Dans un formidable docu-fiction, Thierry de Navacelle revient sur l’itinéraire d’un breton gâté. Celui du Marquis Tuffin de La Rouërie, plus connu des révolutionnaires américains comme étant le colonel Armand. Contemporain – et ami – de George Washington, le jeune hobereau quitta les plaisirs de la vie nocturne parisienne pour affronter le feu des canons anglais entre 1777 et 1784. Mais contrairement à Lafayette, il ne réussit pas à bonifier cette expérience une fois revenu en France. A tel point qu’il se demanda si les nouveaux états indépendants américains ne lui offriraient pas une terre d’accueil définitive. Mais c’est en Bretagne qu’il retourna, et connu une seconde vie. La révolution française enlisée dans une longue période de troubles et de massacres lui donna l’occasion de s’engager à nouveau. Pour la Bretagne cette fois. En créant l’Association bretonne, il réunit plus de 10 000 partisans qui formeront plus tard le cœur l’armée vendéenne côté breton. Véritable premier indépendantiste breton – nous somme en 1792 -, le marquis Armand de la Rouërie ne verra pas son « armée » prendre le maquis puisqu’il mourut d’un accident de cheval en 1793.
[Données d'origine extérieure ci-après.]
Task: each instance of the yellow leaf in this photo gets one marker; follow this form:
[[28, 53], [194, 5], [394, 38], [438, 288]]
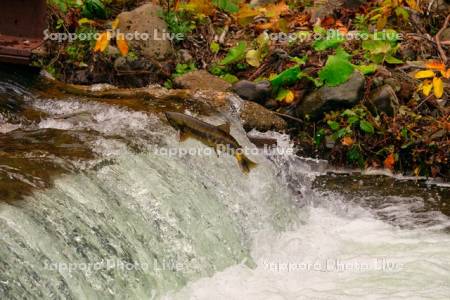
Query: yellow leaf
[[438, 87], [426, 87], [253, 58], [424, 74], [102, 42], [122, 44], [435, 65], [115, 24], [446, 74], [347, 141], [413, 4], [289, 97], [246, 14]]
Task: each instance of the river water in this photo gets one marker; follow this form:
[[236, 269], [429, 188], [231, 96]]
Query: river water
[[101, 201]]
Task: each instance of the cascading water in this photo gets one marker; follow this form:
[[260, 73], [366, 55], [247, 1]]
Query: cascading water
[[143, 218]]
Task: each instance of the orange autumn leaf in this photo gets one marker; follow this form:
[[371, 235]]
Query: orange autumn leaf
[[427, 87], [435, 65], [438, 87], [102, 42], [446, 74], [347, 141], [122, 44], [424, 74], [389, 162]]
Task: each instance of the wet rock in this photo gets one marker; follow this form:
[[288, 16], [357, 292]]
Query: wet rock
[[403, 85], [384, 100], [272, 104], [184, 56], [445, 35], [256, 116], [253, 91], [10, 103], [146, 22], [327, 98], [201, 80]]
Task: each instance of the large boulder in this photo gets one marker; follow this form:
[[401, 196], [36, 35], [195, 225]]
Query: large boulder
[[260, 118], [327, 98], [384, 100], [253, 91], [144, 21], [201, 80]]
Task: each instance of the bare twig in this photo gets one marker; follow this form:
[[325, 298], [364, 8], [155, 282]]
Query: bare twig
[[438, 40]]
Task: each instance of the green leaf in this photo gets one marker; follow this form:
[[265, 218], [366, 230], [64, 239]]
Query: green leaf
[[366, 126], [287, 77], [236, 54], [338, 69], [333, 125], [214, 47], [333, 40], [367, 69], [253, 58], [229, 6], [320, 135], [94, 9], [282, 93]]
Si ses « amis » français continuent de l’ignorer de façon ostentatoire, (les bretons suivant le pas comme d’habitude avec une seule statue du côté de Fougère), ses compagnons américains lui sont toujours reconnaissants. La preuve avec une stèle érigée devant le château de la Guymarais rédigée en français, en anglais et en breton. Oui, de l’autre côté de l’Atlantique, le breton est une langue connue et reconnue. Et c’est en partie grâce à l’engagement de ce héros qui se disait d’abord breton avant d’être français.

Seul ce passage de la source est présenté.